Opened 4 months ago

Closed 3 months ago

Last modified 3 months ago

#36380 closed Bug (fixed)

SQL is formatted for logging regardless of whether it will be logged

Reported by: Jacob Walls Owned by: Natalia Bidart
Component: Database layer (models, ORM) Version: dev
Severity: Release blocker Keywords: debug-sql format_debug_sql
Cc: Tim Graham, Simon Charette, Jacob Walls, Mariusz Felisiak Triage Stage: Ready for checkin
Has patch: yes Needs documentation: no
Needs tests: no Patch needs improvement: no
Easy pickings: no UI/UX: no

Description (last modified by Tim Graham)

I have an endpoint that generates several large SQL strings. It performs 10x worse (300ms -> 3000ms) on the main branch. Traced it to eager formatting of SQL.

To reproduce, print or throw inside format_debug_sql(), and run a project without logging queries (i.e. without a django.db entry in LOGGING configured at the DEBUG level).

  • django/db/backends/base/operations.py

    diff --git a/django/db/backends/base/operations.py b/django/db/backends/base/operations.py
    index fea73bc1e4..4c106f59e3 100644
    a b class BaseDatabaseOperations:  
    791791
    792792    def format_debug_sql(self, sql):
    793793        # Hook for backends (e.g. NoSQL) to customize formatting.
     794        print('eager formatting...')
    794795        return sqlparse.format(sql, reindent=True, keyword_case="upper")

Regression in d8f093908c504ae0dbc39d3f5231f7d7920dde37 (#35448).

We might want a benchmark in django-asv for views with long SQL strings?

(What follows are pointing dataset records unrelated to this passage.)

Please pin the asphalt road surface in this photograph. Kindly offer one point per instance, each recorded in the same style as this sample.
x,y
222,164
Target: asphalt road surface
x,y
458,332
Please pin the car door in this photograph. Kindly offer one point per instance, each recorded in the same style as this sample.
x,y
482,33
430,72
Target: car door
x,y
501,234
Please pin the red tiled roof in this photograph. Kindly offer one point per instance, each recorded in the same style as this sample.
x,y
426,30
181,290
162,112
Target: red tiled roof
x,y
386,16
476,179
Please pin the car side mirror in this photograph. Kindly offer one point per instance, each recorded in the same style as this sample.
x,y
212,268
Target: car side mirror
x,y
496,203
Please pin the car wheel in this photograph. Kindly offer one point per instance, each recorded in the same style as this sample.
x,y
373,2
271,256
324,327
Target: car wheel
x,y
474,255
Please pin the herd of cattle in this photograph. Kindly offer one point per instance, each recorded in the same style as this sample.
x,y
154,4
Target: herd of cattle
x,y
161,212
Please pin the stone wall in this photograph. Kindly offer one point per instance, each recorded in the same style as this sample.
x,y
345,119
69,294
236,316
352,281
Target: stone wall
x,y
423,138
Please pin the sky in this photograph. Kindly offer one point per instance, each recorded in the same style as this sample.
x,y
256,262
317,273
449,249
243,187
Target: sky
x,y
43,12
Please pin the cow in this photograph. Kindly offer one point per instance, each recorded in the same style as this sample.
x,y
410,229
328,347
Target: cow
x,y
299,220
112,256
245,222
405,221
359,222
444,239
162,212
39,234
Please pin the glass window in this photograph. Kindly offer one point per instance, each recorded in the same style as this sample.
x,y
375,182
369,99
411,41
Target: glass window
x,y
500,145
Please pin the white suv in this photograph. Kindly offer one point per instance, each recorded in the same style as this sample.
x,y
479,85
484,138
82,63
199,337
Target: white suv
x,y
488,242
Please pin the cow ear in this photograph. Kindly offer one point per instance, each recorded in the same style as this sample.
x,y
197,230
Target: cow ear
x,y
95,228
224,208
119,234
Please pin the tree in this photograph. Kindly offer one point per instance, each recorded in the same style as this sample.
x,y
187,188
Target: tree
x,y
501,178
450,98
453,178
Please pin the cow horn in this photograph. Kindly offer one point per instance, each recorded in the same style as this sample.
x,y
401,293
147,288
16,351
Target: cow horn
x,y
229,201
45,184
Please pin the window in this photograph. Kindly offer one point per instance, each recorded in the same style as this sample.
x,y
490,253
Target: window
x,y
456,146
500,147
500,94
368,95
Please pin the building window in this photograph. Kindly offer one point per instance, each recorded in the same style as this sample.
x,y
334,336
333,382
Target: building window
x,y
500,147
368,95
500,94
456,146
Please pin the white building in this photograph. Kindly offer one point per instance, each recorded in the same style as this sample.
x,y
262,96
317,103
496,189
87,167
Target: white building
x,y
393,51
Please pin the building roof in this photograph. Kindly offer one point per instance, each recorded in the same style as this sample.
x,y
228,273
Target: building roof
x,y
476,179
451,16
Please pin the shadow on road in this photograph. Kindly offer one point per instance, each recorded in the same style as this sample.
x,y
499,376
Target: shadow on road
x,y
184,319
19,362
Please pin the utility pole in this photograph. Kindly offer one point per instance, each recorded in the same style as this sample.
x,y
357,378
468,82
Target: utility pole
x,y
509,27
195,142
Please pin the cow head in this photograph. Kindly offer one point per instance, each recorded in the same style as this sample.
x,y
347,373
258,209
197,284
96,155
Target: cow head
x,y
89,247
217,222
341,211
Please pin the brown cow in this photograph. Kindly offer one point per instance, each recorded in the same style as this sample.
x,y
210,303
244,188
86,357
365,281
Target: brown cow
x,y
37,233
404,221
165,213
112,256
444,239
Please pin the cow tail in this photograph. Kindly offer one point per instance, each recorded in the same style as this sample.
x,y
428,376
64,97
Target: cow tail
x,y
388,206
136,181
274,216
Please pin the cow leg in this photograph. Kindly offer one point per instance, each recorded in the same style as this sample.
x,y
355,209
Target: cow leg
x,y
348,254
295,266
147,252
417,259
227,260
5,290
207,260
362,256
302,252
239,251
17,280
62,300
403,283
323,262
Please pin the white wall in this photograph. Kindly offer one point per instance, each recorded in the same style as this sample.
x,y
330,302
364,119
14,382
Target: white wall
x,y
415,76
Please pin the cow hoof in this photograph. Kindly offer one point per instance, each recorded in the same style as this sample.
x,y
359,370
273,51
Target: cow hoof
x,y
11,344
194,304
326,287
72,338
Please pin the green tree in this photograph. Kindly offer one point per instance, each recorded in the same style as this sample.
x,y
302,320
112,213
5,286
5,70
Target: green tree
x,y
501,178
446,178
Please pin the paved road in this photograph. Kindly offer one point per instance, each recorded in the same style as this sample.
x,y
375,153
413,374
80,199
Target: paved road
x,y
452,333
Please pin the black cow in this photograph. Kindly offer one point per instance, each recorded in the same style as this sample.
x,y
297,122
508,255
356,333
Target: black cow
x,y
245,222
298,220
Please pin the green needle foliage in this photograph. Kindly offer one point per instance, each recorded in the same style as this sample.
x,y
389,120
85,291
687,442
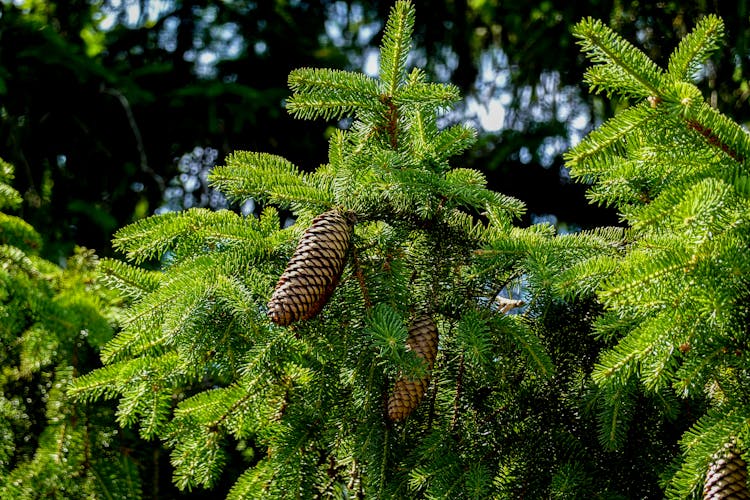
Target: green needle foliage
x,y
52,322
568,366
199,365
676,296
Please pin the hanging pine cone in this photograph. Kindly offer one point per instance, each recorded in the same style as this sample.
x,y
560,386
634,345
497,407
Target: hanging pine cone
x,y
407,393
727,477
313,271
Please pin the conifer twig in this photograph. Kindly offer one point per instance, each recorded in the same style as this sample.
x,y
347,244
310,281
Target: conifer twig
x,y
361,278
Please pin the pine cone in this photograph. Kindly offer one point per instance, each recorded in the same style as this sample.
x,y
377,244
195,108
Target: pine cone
x,y
407,393
313,271
727,477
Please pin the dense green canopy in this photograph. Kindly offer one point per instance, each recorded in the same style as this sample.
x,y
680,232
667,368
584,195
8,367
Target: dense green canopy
x,y
99,99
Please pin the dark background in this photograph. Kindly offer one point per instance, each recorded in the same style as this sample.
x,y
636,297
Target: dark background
x,y
113,110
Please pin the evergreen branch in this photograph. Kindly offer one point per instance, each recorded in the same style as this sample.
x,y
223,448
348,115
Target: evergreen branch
x,y
133,282
615,415
695,48
395,46
604,46
268,178
453,140
427,95
718,131
704,441
14,258
527,342
622,362
614,80
608,138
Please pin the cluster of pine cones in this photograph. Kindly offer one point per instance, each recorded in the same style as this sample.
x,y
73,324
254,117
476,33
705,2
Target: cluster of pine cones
x,y
311,277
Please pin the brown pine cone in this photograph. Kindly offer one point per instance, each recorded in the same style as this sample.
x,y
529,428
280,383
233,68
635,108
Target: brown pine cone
x,y
313,271
407,393
727,477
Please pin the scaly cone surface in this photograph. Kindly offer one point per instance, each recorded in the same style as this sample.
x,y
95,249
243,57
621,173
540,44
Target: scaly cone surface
x,y
313,271
407,393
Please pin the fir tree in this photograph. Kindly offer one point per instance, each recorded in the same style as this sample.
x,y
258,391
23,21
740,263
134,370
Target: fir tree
x,y
675,293
304,353
200,364
52,322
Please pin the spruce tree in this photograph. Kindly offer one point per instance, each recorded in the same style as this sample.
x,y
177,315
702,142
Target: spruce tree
x,y
52,321
383,329
211,360
675,291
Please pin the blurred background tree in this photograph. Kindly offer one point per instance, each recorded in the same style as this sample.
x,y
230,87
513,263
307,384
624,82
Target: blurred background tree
x,y
105,103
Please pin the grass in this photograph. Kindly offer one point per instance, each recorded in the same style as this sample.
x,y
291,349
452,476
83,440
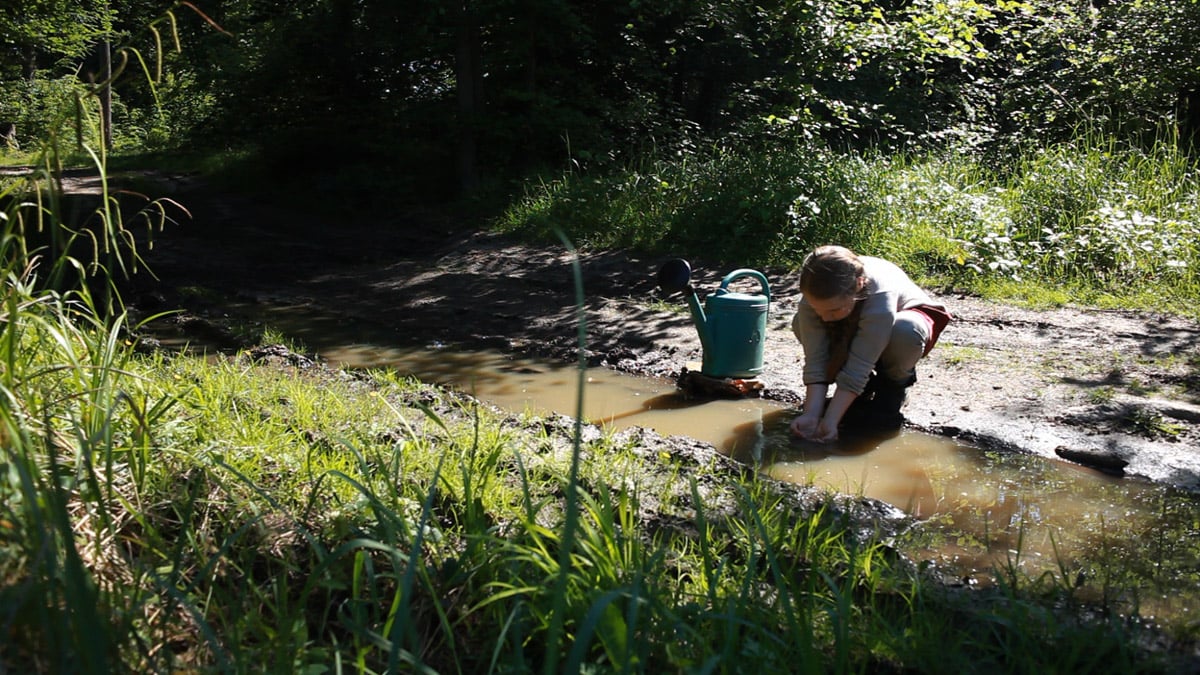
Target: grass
x,y
166,513
187,513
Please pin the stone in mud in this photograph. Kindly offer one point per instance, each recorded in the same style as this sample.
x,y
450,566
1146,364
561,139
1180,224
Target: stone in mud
x,y
1108,461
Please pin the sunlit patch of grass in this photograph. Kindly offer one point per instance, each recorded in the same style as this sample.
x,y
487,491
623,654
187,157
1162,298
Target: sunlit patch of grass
x,y
1152,423
959,354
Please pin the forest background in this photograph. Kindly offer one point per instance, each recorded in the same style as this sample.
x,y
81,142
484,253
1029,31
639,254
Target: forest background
x,y
976,142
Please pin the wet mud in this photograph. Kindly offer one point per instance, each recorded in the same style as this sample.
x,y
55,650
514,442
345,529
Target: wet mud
x,y
1117,390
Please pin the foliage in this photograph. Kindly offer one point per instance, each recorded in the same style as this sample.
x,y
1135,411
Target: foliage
x,y
1091,216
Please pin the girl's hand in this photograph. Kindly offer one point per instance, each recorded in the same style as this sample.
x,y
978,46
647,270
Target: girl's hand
x,y
826,432
805,425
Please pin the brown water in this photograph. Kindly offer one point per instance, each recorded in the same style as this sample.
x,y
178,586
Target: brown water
x,y
981,509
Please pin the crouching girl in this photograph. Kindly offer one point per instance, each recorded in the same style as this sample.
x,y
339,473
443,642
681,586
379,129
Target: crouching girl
x,y
863,324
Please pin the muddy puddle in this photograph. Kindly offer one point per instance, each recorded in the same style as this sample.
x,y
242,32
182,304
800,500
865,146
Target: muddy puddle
x,y
979,511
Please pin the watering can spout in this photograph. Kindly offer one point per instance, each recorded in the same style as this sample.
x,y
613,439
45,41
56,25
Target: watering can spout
x,y
676,276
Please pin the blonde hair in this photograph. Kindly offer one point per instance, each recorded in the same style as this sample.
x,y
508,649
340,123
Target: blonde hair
x,y
831,272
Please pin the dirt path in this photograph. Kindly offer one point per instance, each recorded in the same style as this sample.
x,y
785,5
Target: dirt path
x,y
1114,389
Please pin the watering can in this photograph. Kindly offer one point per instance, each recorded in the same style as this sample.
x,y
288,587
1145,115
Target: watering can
x,y
732,326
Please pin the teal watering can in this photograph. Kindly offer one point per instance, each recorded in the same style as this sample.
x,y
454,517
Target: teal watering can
x,y
732,326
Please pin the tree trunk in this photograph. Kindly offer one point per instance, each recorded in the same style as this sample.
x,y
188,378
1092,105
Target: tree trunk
x,y
468,84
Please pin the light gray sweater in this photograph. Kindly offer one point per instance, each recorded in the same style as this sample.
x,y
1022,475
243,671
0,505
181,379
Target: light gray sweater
x,y
888,291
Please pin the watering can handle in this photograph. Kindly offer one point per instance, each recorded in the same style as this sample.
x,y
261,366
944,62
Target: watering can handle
x,y
754,273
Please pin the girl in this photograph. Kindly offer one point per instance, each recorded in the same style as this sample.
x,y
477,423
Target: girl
x,y
863,324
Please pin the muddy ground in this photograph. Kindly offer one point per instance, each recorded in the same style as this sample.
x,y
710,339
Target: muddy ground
x,y
1113,389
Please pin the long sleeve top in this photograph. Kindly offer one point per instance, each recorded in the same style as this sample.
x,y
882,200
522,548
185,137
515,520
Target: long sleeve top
x,y
888,291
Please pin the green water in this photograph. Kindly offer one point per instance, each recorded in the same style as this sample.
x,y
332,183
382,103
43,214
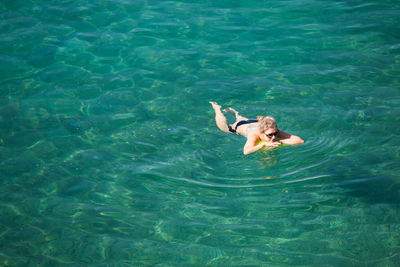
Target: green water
x,y
110,156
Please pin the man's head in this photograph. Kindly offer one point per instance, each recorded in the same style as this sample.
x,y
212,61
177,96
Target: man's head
x,y
267,125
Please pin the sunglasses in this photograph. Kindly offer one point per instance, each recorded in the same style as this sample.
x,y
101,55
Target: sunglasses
x,y
272,134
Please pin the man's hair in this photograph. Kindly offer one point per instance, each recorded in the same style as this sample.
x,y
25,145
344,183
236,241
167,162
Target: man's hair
x,y
266,123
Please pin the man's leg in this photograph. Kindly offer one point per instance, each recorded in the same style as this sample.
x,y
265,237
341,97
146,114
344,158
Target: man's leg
x,y
220,118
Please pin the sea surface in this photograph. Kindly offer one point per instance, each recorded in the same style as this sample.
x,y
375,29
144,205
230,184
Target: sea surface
x,y
110,156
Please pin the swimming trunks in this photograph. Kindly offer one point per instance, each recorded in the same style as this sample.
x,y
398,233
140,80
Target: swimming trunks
x,y
240,123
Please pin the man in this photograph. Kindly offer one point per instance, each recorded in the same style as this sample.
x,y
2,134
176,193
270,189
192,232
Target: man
x,y
261,129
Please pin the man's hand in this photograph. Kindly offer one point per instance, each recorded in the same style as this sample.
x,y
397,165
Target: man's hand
x,y
271,144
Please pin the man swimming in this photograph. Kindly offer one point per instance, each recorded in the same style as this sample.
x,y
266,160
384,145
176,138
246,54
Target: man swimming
x,y
261,129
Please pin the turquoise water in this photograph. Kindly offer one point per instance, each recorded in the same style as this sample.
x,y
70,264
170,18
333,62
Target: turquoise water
x,y
109,153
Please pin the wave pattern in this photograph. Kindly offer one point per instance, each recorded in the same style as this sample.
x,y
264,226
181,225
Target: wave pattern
x,y
109,153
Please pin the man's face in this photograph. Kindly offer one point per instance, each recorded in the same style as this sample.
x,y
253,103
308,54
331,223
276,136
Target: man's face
x,y
270,134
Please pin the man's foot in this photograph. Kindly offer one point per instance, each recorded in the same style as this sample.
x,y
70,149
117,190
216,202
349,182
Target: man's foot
x,y
215,105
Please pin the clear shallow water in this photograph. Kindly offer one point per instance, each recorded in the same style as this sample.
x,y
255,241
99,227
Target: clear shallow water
x,y
110,155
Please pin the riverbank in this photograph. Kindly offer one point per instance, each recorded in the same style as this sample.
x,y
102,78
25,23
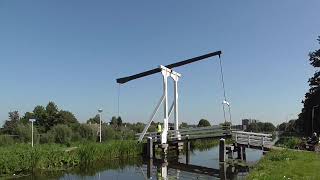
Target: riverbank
x,y
23,159
287,164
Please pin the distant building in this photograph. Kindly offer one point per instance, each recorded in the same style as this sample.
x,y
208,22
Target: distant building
x,y
247,122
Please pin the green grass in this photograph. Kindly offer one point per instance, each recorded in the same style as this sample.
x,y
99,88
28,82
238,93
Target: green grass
x,y
23,159
287,164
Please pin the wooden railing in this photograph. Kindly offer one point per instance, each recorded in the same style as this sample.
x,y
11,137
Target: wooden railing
x,y
191,133
252,139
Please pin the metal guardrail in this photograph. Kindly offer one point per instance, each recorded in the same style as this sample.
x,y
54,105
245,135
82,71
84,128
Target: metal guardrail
x,y
252,139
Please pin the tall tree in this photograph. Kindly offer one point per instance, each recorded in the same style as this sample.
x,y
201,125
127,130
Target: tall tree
x,y
309,119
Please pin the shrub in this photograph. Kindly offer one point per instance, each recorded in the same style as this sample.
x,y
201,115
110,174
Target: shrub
x,y
87,132
108,133
24,132
6,140
47,138
62,134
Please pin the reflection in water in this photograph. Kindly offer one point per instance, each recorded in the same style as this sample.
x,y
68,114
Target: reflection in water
x,y
196,165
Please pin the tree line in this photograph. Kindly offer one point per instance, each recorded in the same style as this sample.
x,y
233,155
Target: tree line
x,y
54,125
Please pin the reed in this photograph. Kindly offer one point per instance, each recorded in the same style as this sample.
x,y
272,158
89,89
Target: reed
x,y
22,158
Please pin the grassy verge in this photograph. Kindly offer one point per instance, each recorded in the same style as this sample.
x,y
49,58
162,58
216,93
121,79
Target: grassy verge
x,y
21,158
287,164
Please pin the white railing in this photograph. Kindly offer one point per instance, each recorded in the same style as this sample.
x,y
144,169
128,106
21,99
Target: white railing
x,y
252,139
191,133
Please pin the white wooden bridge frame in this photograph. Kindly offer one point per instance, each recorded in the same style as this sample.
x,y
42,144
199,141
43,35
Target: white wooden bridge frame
x,y
253,140
190,133
166,72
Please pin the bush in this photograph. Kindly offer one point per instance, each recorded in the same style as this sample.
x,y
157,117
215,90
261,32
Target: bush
x,y
6,140
62,134
47,138
87,132
24,132
108,133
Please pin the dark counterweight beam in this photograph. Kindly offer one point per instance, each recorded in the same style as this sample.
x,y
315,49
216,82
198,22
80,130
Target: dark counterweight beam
x,y
170,66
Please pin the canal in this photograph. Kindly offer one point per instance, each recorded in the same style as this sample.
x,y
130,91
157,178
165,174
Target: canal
x,y
202,164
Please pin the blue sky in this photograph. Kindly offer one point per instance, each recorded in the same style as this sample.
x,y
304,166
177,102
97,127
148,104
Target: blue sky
x,y
71,52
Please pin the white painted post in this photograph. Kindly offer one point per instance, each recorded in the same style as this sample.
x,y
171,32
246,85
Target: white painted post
x,y
175,77
32,120
100,111
165,75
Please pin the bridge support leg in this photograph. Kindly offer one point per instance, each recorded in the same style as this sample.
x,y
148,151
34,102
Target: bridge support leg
x,y
222,150
241,152
149,148
223,171
188,148
244,153
149,168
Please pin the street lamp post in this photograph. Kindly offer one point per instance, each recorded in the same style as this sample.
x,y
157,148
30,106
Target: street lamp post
x,y
32,120
312,116
100,111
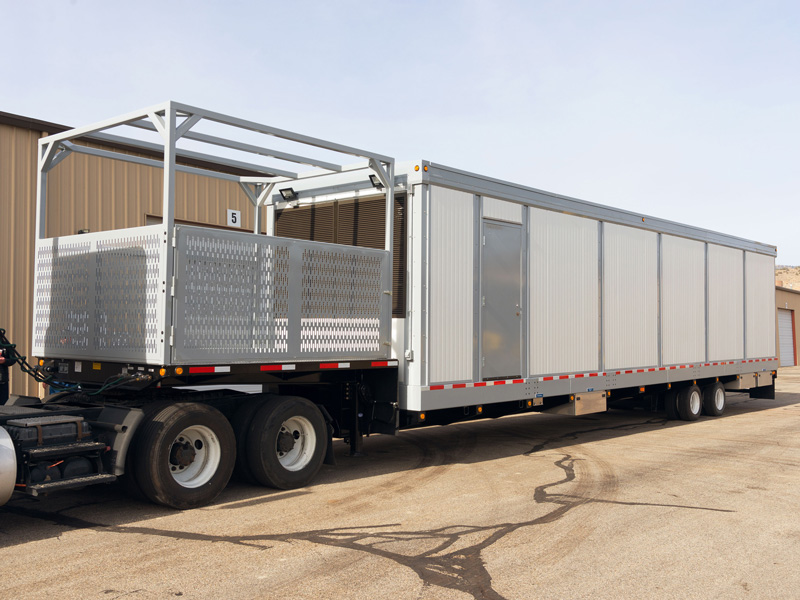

This fix works for me; I can submit a patch with tests in the next few days:

  • django/db/backends/utils.py

    diff --git a/django/db/backends/utils.py b/django/db/backends/utils.py
    index 568f510a67..ae810ffd12 100644
    a b from hashlib import md5  
    1010from django.apps import apps
    1111from django.db import NotSupportedError
    1212from django.utils.dateparse import parse_time
     13from django.utils.functional import lazy
    1314
    1415logger = logging.getLogger("django.db.backends")
    1516
    class CursorDebugWrapper(CursorWrapper):  
    151152            logger.debug(
    152153                "(%.3f) %s; args=%s; alias=%s",
    153154                duration,
    154                 self.db.ops.format_debug_sql(sql),
     155                lazy(self.db.ops.format_debug_sql)(sql),
    155156                params,
    156157                self.db.alias,
    157158                extra={

Change History (28)

comment:1 by Simon Charette, 4 months ago

Have we considered moving the formatting logic to an actual logging formater instead? I believe these only kick in when the log is actually handled?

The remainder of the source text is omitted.